What makes Kashmir’s situation distinctive is the layering of these pressures. A spring might face nutrient loading from agriculture, receive untreated sewage from a nearby settlement, lose its natural flow from a blocked outlet, and warm slightly through seasonal shifts. Each factor might be manageable alone. Together, they are lethal. Dr Balkhi describes this as a compounding crisis, environmental stress accumulating silently until it crosses a threshold that announces itself only in death.

Kashmir’s most vulnerable species are also its most valuable. “In Himalayan regions, fish like trout require high dissolved oxygen levels,” Dr Balkhi said. “When oxygen drops, they move to the surface or near shorelines, gulping at air where oxygen concentration is relatively higher.”

The surfacing trout that Yusuf described at the Kangan canal was not a curiosity. It was a distress signal, one that arrived too late.

“Such events can lead to the complete collapse of fish populations in affected water bodies,” Dr Balkhi warned. “Sensitive species such as trout and snow trout in Jammu and Kashmir are particularly at risk.”

Cascading Losses

The deaths do not stay in the water. Fish occupy a structural role in aquatic ecosystems. They regulate the populations below them and nourish those above. When they die in mass, the disruption radiates outward. Biodiversity collapses. Water quality deteriorates. Every organism that depended on them loses a critical link.

For Kashmir, the economic toll is direct. Trout farming, concentrated in the Himalayan belt, is especially exposed. A single contamination event can erase months of investment, feeding costs, maintenance, and labour in a matter of days. Small-scale farmers have no insurance. No institutional buffer.

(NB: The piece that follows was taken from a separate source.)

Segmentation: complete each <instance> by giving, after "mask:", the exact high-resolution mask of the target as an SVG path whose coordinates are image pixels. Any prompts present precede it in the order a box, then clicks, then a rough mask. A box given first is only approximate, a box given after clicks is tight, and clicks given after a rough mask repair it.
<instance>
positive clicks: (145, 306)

They absorb the loss quietly and carry it into the next season, if they survive long enough to reach it.

There is also a reputational loss that compounds over time. Kashmir once drew fly fishermen from across India and beyond. Angling on the banks of clean rivers and having wild trout. That reputation was built over generations. It is not easily rebuilt once a water body becomes associated with death. Angling tourism, already diminished, faces further erosion as rivers and springs continue to deteriorate.

Then there is what cannot be measured. The grief of men like Bilal Bhat, who once watched fish play in a spring and now collects their bodies from it. “God will take away from what He has bestowed us with if we do not take care of these things,” he said.

What Must Be Done

Dr Balkhi was measured but direct. Sewage treatment plants must be built around vulnerable water bodies. Catchment areas need afforestation to control soil erosion and reduce runoff. Agricultural discharge carrying fertilisers must be regulated, not left to chance.

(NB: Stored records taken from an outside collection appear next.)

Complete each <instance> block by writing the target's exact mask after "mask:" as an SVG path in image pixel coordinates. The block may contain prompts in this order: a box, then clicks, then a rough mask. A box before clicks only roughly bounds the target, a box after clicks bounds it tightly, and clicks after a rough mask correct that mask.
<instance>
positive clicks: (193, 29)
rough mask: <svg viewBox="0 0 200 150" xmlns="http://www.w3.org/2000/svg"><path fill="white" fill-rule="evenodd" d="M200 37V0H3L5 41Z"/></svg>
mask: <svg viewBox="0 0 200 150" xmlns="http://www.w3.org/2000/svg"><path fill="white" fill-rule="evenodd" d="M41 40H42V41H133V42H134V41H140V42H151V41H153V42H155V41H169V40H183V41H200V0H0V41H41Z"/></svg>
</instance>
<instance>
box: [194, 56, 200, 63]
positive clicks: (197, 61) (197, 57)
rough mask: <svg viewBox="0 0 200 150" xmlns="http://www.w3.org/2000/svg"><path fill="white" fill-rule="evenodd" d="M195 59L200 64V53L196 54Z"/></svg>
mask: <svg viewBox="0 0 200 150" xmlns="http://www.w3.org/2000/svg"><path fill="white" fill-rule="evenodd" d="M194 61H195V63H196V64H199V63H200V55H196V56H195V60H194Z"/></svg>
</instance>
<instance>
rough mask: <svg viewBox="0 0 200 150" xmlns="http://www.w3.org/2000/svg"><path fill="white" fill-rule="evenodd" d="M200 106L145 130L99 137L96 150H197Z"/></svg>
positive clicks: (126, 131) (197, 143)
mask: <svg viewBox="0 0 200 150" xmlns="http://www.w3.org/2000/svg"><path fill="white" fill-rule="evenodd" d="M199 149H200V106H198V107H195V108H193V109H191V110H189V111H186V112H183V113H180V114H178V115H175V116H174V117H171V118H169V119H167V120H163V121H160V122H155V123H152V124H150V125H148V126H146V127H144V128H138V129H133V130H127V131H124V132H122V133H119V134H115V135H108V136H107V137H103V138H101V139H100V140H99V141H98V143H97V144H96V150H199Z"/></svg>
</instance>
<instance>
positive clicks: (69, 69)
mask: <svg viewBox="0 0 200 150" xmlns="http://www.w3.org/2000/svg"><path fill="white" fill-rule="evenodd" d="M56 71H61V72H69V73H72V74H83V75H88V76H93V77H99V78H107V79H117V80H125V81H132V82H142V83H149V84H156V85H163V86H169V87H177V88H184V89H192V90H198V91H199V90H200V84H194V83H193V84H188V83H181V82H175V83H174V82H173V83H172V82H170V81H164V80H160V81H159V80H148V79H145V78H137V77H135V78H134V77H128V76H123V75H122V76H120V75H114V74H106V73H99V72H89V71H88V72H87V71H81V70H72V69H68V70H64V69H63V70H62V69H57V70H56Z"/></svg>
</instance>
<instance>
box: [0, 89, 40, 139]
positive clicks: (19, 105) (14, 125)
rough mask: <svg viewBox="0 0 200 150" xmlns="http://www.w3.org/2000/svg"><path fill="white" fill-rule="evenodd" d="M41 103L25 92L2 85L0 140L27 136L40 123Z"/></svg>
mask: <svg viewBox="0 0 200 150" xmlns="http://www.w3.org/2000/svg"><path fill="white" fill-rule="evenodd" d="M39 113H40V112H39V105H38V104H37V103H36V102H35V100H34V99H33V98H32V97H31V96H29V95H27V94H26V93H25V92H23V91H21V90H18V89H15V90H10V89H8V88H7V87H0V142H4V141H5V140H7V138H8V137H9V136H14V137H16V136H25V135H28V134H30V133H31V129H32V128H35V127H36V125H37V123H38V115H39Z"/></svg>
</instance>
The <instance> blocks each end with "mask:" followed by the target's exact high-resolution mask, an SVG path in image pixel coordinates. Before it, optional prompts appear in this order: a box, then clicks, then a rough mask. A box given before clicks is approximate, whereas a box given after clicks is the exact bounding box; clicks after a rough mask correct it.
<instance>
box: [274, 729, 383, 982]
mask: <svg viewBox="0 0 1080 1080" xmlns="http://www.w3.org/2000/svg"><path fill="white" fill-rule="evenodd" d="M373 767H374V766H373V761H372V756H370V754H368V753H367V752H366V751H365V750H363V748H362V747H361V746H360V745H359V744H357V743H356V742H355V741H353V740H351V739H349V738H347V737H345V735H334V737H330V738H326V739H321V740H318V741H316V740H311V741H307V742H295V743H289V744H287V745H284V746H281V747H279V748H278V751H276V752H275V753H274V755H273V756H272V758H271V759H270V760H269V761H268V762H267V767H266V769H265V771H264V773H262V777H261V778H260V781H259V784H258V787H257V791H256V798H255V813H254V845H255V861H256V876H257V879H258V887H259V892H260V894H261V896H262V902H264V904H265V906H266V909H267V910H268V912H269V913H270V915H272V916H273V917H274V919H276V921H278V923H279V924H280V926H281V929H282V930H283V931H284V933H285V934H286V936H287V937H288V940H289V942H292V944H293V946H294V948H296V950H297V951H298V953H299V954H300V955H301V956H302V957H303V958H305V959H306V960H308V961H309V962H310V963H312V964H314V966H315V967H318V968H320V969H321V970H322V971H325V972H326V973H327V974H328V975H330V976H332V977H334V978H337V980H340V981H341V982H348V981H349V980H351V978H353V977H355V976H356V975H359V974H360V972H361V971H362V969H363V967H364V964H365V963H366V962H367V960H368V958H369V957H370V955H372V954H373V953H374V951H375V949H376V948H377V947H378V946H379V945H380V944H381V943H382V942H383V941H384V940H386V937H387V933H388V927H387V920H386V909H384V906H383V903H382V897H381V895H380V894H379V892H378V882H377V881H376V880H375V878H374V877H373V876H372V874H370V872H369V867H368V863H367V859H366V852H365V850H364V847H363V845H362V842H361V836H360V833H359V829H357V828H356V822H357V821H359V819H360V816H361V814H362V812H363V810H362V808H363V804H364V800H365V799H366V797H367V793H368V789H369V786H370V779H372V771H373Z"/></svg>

When a kill occurs, speed matters. Oxygen-depleted water can be partially restored through aeration, pumps and diffusers introduced into the affected body. Dead fish must be removed immediately. Left to decompose, they worsen the very oxygen crisis that killed them. Bioremediation and wetland restoration offer longer-term solutions as natural filtration systems for chronically stressed water bodies.

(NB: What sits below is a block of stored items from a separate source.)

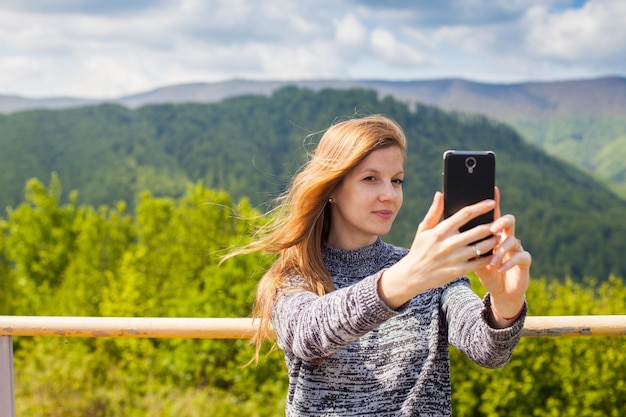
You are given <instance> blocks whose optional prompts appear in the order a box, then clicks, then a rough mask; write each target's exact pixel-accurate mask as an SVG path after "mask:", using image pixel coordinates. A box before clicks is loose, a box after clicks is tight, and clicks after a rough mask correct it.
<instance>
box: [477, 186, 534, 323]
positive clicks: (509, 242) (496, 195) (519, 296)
mask: <svg viewBox="0 0 626 417" xmlns="http://www.w3.org/2000/svg"><path fill="white" fill-rule="evenodd" d="M495 200H496V208H495V213H494V222H493V224H492V225H491V229H490V230H491V232H492V233H493V234H494V235H495V236H498V237H499V241H498V243H497V244H496V246H495V247H494V249H493V254H492V255H491V260H490V263H489V265H487V266H485V267H483V268H480V269H479V270H477V271H476V275H478V278H479V279H480V282H481V283H482V284H483V286H484V287H485V288H486V289H487V291H489V294H490V295H491V309H492V313H493V314H492V316H493V323H492V324H494V325H497V327H506V326H508V325H510V324H511V322H512V321H513V320H515V319H516V318H517V317H518V316H519V313H521V311H522V309H523V307H524V302H525V299H526V290H527V289H528V284H529V281H530V264H531V263H532V257H531V256H530V253H528V252H527V251H525V250H524V248H523V247H522V243H521V241H520V240H518V239H517V238H516V237H515V217H514V216H513V215H511V214H506V215H504V216H502V215H501V213H500V192H499V190H498V188H497V187H496V189H495Z"/></svg>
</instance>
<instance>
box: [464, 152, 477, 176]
mask: <svg viewBox="0 0 626 417" xmlns="http://www.w3.org/2000/svg"><path fill="white" fill-rule="evenodd" d="M465 167H466V168H467V172H469V173H470V174H472V173H474V168H476V158H474V157H473V156H470V157H469V158H467V159H466V160H465Z"/></svg>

Community understanding matters as much as infrastructure. The managing committee that blocked Beehama’s outlet acted without grasping the consequences. That ignorance was not malicious but proved lethal. Basic education around water body maintenance, outlet management, algae monitoring, and early warning signs could prevent a significant share of kills that are currently treated as mysterious or unpreventable.

None of this is technically difficult. What is required is the will to treat Kashmir’s springs, wetlands, and rivers as foundations, not backdrops. The valley’s ecology and its economy rest on the same water.

Back in Beehama, Bilal Bhat stood at the spring he had pulled dead fish from. He offered no comfort. “This situation is very alarming,” he said. A spring that once brought peace now brought dread. And the question that followed him home: who, exactly, is watching over the waters that remain?